For the past year, I’ve whined and moaned and groaned about my numbers; I’ve struggled, trying to understand; I’ve done all kinds of “stuff,” trying to figure out how to get back where I was. I certainly can point to a lot of factors that I know got me there in the first place and why I can’t utilize those same strategies today. I can get angry or upset or sad, but none of those things will change what has happened or why, but let me tell you what I am changing today.

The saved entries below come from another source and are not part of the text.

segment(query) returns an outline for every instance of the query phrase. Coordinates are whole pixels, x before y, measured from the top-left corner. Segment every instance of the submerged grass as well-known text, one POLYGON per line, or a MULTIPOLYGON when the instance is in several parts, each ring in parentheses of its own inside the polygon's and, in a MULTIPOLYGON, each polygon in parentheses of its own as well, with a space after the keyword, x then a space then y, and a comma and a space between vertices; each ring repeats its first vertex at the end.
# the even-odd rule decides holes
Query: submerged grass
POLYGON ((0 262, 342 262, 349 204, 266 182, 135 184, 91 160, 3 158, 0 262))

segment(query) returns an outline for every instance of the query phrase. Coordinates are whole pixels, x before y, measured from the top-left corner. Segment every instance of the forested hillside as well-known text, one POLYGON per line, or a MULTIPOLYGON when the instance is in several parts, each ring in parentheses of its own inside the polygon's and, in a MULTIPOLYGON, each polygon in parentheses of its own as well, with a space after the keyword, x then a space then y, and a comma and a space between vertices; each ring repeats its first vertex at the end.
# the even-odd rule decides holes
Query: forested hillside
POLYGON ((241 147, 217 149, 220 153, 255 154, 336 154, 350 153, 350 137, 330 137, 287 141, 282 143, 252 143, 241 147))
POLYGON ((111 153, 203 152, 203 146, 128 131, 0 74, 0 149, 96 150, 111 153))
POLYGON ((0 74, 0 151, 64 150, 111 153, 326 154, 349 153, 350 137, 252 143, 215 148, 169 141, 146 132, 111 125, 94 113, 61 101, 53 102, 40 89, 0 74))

I am going to stop whining about it. Here’s why. Bullet is like my Dusty. Bullet and the attention it garnered (and, most importantly, the readers it brought) were so welcome and loved and made me so happy, but if I keep dwelling on those glory days and the people who read and loved that book but have never read anything else, I am, in effect, ignoring my Old Faithfuls, the readers who were with me before and are still there, and I’m also ignoring the Spices, the ones who came around during or after and have chosen to stay. If I keep crying about Dusty, how the hell does that make Old Faithful and Spice feel? It could make them feel unimportant or unloved…and if you’re one of my faithful, loyal readers and you’re reading this right now, I want you to know that you are important to me. Yes, I miss Dusty, but it doesn’t change the fact that YOU are STILL HERE. You are in my life and reading my work, and crying about the readers who have left does nothing for you. So, from here on out, I am celebrating all of you—all of you who have been with me, who read my books, who share them with others…those of you who have never stopped believing in me. I want you to know that I am here to stay. I will continue writing for you, and I want to thank you for your continued support. May 2016 be your best year ever—because it’s going to be mine! Thank you sincerely and from the bottom of my heart for your continued support. Thank you for being my Old Faithful.